Moz · Post by **Moz** » Thu Aug 09, 2007 4:39 am

Hi,

I've seen the download websites filter for Textpipe - is it possible to have a list of URL's in a text file, use Textpipe to download them and then extract the META tag data like Description?

Thanks,

Moz

Post by **DataMystic Support** » Thu Aug 09, 2007 9:29 am

Absolutely. Just use a Search/Replace with the Extract option, e.g. using the perl pattern:

<meta[^>]*NAME="description"[^>]*>

Replace with

@FullInputFilename: $0\r\n

Moz · Post by **Moz** » Fri Aug 10, 2007 8:10 am

DataMystic Support wrote:Absolutely. Just use a Search/Replace with the Extract option, e.g. using the perl pattern:

<meta[^>]*NAME="description"[^>]*>

Replace with

@FullInputFilename: $0\r\n

Hi Simon,

Thanks for the (as usual) very speedy response on this, however I'm still a little stuck.

I can get the sites downloaded using the WsInetTools filter (which unfortunately crashes Textpad after a while) but then I don't fully understand your comment above about then extracting the meta data.

I have the websites now downloaded into one long text file and from what I can understand from your post I should have a filter like this:
Input File: text file with downloaded webpages
1st Filter: Extract Lines matching perl pattern <meta[^>]*NAME="description"[^>]*>
1st Subfilter of 1st Filter: Replace perl pattern "<meta[^>]*NAME="description"[^>]*> " with " @FullInputFilename: $0\r\n"

I'm testing this one one long file of about 500 webpages and it only manages to extract two meta descriptions yet there are hundreds of them in the file such as:

Code: Select all

<meta name="description" content="Bethany Home is a School and Training Centre for disabled children and adults.
    (could be because there's a new line at the end of this and no > ? )

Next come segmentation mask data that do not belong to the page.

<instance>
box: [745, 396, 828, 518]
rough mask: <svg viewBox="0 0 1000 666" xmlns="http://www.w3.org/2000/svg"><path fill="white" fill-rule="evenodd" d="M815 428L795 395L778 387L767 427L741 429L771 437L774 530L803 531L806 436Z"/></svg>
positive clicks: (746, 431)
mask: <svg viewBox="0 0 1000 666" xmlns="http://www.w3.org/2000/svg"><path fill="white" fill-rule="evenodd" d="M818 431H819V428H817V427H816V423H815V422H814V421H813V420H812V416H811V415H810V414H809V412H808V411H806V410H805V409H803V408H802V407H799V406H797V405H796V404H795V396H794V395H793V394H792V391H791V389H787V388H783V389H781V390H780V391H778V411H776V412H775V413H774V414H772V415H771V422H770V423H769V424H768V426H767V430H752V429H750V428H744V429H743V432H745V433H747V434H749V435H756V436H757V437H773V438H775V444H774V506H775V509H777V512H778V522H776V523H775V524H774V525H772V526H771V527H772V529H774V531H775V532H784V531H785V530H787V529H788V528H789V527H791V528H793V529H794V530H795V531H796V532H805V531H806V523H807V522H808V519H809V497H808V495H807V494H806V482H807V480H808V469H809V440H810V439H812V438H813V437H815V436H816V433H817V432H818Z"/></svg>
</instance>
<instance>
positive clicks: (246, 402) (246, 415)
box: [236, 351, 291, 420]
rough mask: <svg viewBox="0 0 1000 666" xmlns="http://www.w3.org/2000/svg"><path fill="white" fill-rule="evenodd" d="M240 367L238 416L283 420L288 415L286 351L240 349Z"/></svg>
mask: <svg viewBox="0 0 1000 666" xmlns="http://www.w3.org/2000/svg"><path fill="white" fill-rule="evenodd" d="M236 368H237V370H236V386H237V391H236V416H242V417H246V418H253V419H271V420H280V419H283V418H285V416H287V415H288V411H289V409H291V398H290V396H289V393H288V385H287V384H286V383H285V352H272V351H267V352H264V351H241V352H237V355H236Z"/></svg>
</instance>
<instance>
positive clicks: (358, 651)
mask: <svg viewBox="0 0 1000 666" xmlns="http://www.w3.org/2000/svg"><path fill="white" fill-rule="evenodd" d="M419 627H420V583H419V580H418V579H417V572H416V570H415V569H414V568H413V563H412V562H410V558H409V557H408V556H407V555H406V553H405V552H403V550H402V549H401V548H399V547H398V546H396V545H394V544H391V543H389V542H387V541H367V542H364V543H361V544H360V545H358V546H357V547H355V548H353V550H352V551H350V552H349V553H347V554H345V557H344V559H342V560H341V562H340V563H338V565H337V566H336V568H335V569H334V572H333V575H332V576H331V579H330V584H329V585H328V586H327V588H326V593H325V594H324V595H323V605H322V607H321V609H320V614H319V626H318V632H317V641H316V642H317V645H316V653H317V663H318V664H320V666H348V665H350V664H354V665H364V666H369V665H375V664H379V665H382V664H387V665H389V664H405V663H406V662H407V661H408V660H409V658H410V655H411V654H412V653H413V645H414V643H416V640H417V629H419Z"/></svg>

<meta NAME="description" CONTENT="Conservation holiday volunteer work project, volunteering, wildlife and environmental volunteer. Freiwilligenarbeit, Abenteuerurlaub, Abenteuerreisen, Arbeitsurlaub, Naturreisen, Expeditionsreisen. ecotourisme, Planete Urgence, protection de l'environnement, ecovolontariat, écotourisme, écovolontariat, ecovolontaire, Des vacances studieuses, vacances actives, vacances de travail.">

<meta name="Description" content="Blue Ventures: through our projects and marine expeditions in Madagascar, Africa we enhance global marine conservation and research. Ideal for student gap year placements. Award winning, not-for-profit organisation" />

<meta name="description" content="BMS World Mission">

None of the above are saved in the output file. Can you point me in the right direction please?

Many thanks,

David

Post by **DataMystic Support** » Fri Aug 10, 2007 9:56 am

Hi David,

TextPipe can accept URLs in the file list, so you can dispense with with WsInetTools filter altogether.

However, given that you already have the data in one file, JUST use a single replace perl pattern filter with the text I desribed. The restriction you added will force it to only match META tags that fit on one line.